Full Upper Body Workout For Women:
- Warm-up: 5-10 minutes of light cardio such as jogging, jumping jacks, or cycling.
- Push-ups: 3 sets of 8-12 reps. If regular push-ups are too difficult, modify them by doing push-ups on your knees or against a wall.
- Dumbbell shoulder press: 3 sets of 8-12 reps. Sit on a bench with a dumbbell in each hand at shoulder height. Press the weights overhead and then lower them back to shoulder height.
- Bent-over dumbbell rows: 3 sets of 8-12 reps. Stand with your feet hip-width apart, holding a dumbbell in each hand. Hinge forward at the hips while keeping your back straight, then row the weights up toward your chest.
- Bicep curls: 3 sets of 8-12 reps. Stand with your feet hip-width apart, holding a dumbbell in each hand. Curl the weights up toward your shoulders, then lower them back down.
- Tricep dips: 3 sets of 8-12 reps. Sit on the edge of a bench or chair with your hands on the edge behind you. Lower your body toward the ground, then press back up.

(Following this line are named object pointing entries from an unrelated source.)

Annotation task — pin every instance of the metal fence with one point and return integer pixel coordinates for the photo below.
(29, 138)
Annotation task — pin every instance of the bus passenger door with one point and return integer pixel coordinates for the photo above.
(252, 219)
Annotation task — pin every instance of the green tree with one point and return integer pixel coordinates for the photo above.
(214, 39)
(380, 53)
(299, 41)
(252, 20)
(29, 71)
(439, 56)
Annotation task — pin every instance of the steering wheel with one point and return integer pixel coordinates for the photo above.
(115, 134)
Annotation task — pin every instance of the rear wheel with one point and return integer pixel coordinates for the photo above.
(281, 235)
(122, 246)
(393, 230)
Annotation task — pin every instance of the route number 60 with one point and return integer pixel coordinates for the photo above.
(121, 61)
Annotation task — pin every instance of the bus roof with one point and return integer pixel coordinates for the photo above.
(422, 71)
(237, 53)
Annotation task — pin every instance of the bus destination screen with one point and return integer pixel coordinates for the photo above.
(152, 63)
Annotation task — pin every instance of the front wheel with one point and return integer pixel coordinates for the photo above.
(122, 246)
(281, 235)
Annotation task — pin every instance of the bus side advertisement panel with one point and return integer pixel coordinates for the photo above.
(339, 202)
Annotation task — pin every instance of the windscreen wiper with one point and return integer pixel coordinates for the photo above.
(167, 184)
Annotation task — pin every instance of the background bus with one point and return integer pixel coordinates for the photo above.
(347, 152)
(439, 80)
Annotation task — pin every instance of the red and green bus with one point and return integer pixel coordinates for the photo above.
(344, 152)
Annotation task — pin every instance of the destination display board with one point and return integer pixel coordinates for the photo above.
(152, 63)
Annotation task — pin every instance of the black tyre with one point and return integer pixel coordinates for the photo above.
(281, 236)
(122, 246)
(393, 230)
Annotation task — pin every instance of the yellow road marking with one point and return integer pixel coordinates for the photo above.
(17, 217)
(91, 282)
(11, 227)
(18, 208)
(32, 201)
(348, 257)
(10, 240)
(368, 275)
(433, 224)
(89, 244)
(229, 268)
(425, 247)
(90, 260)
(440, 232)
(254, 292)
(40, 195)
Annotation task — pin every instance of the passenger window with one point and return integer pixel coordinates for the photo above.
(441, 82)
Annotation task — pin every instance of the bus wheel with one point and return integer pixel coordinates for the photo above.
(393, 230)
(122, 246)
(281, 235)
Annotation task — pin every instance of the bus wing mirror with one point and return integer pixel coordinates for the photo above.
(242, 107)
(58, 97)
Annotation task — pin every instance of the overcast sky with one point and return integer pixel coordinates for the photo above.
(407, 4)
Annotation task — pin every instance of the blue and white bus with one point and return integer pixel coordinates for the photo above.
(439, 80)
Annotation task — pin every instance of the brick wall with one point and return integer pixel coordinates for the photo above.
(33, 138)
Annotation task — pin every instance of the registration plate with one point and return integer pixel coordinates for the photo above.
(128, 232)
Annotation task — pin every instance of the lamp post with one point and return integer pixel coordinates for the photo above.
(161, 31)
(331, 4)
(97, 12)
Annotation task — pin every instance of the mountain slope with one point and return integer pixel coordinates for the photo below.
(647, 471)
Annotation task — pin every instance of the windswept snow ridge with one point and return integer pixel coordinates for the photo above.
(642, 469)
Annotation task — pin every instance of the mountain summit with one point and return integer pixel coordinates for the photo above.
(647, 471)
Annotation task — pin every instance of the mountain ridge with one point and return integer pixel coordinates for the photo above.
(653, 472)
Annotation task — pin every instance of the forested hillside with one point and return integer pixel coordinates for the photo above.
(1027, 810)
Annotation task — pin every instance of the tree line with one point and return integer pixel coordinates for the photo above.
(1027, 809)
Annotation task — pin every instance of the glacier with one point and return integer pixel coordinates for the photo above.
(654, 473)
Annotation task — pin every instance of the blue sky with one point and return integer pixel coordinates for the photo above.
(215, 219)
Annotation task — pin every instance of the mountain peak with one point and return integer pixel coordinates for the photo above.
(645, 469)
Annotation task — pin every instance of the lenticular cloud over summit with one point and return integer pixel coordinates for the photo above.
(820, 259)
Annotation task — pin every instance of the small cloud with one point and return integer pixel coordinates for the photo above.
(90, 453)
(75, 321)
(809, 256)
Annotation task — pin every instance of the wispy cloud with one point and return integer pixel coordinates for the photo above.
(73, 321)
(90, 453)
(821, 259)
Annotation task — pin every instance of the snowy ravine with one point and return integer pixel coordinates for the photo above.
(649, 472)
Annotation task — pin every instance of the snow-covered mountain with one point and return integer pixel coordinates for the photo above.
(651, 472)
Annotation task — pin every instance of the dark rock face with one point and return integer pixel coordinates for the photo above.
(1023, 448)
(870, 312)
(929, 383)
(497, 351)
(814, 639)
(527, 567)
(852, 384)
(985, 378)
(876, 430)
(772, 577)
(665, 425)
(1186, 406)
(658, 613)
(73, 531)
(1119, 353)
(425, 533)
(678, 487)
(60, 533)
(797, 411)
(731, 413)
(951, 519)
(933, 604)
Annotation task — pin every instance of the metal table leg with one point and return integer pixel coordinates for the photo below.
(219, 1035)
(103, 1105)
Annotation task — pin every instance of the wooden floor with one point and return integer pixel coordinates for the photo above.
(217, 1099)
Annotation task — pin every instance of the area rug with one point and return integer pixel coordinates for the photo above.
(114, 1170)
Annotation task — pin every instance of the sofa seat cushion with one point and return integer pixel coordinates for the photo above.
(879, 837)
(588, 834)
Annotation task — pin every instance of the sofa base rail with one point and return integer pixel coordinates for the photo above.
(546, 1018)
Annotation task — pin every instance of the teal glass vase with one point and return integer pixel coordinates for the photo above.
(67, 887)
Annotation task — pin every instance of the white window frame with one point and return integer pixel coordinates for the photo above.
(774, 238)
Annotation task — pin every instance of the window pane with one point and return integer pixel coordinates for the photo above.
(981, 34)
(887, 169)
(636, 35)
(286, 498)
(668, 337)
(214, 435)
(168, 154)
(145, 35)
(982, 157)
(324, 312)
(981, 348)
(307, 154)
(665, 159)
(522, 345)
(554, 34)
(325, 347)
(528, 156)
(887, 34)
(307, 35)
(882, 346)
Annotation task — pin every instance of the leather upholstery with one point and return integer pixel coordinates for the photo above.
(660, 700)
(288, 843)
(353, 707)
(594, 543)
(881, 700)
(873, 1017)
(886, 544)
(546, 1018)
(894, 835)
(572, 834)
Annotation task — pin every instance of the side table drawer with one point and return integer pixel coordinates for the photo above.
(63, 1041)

- Plank: Hold for 30-60 seconds. Start in a push-up position and then lower your body down to your forearms. Keep your body in a straight line from your head to your heels.
- Cool-down: 5-10 minutes of stretching, focusing on your upper body muscles.
Note: Always consult with a certified personal trainer or healthcare professional before starting any new workout routine, especially if you have any underlying health conditions or injuries.